Trafalgar Square echoed with poems, pleas, instrumental music, songs, stories from across the globe and dance which were presented by women from different walks of life at the rally of Million Women Rise. Countless women, children and numerous women’s organisations have marched from Oxford Street with the finale rally reaching the Square. The 11 year old movement is considered largest women’s march in Europe. They represented Kurdish Movement in the UK, Imkaan, Women’s Resource Centre, Common Cause UK and Samba Sisters Collective and others, and included Brooke Law, Khadijatou Doyneh, Maman Maguy, Marai Larasi, Seyi Akiwowo, Tolu Agbelusi, Vanessa Freeman, Vivien Hayes and a world-record holder and associate lecturer at the University of Sunderland in London Ragasudha Vinjamuri. It was very interesting to have a classical dance depiction of women’s intense story of empowerment as well as suffering befitting to the theme of the rally.

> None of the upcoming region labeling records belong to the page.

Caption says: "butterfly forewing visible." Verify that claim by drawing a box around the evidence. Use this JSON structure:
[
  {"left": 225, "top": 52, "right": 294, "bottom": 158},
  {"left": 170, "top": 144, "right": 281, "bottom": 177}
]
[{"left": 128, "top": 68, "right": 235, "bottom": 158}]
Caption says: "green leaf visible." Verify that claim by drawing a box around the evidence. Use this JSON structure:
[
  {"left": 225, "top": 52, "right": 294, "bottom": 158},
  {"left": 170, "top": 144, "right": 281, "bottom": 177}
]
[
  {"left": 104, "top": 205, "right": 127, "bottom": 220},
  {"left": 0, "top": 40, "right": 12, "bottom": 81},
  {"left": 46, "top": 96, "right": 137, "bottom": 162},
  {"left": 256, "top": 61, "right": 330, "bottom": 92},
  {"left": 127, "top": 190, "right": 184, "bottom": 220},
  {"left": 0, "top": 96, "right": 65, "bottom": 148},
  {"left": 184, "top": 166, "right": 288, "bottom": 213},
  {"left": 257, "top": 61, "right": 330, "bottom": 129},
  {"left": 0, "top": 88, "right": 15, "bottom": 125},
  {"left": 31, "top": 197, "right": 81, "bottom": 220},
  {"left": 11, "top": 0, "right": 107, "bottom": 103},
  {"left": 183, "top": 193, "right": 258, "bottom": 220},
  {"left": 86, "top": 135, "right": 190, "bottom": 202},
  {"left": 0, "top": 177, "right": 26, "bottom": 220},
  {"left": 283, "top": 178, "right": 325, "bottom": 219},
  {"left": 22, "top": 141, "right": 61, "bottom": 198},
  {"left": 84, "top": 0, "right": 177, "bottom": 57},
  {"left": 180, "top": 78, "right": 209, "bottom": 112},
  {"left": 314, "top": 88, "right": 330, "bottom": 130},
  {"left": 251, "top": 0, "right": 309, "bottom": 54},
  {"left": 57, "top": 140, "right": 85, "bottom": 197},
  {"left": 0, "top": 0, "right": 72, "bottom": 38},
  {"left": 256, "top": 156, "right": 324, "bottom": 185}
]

In a mood and atmosphere that were quite charged, Ragasudha with her impactful movements and expressions demonstrated that abuse against women comes in many forms, not just physical or mental, but also administrative and social. She performed on an oral legend of hard working women being subjected to outrageous treatment, and degrading taxation. It took one daring step by one courageous woman through one brave action that has sparked a big protest, a revolt that ended in abolishing the systemic exploitation.
Ragasudha is known to have been presenting Indian classical dance on niche topics. Her name recently entered the prestigious Limca Book of Records 2018 in the Performing Arts chapter. She has been empowering women through arts, through Sanskruti Centre and Sur Bharti Women’s Collective, increasing their self-esteem and confidence. She was instrumental in bringing different forms of Indian dancing to a variety of audiences including carnivals, community celebrations, formal settings such as different auditoria and the Houses of Parliament. She has been recently conferred title of Natyakala Sudha in Chennai at the hands of legendary singer Mrs P. Susheela. With the launch of dance classes at the Indian Gymkhana Club at Osterley of late, she hopes to train and shape another generation of performers who carry the baton of Indian culture and heritage in the UK.
Million Women Rise movement campaigns for ending violence against women and works with international women’s movements for different campaigns.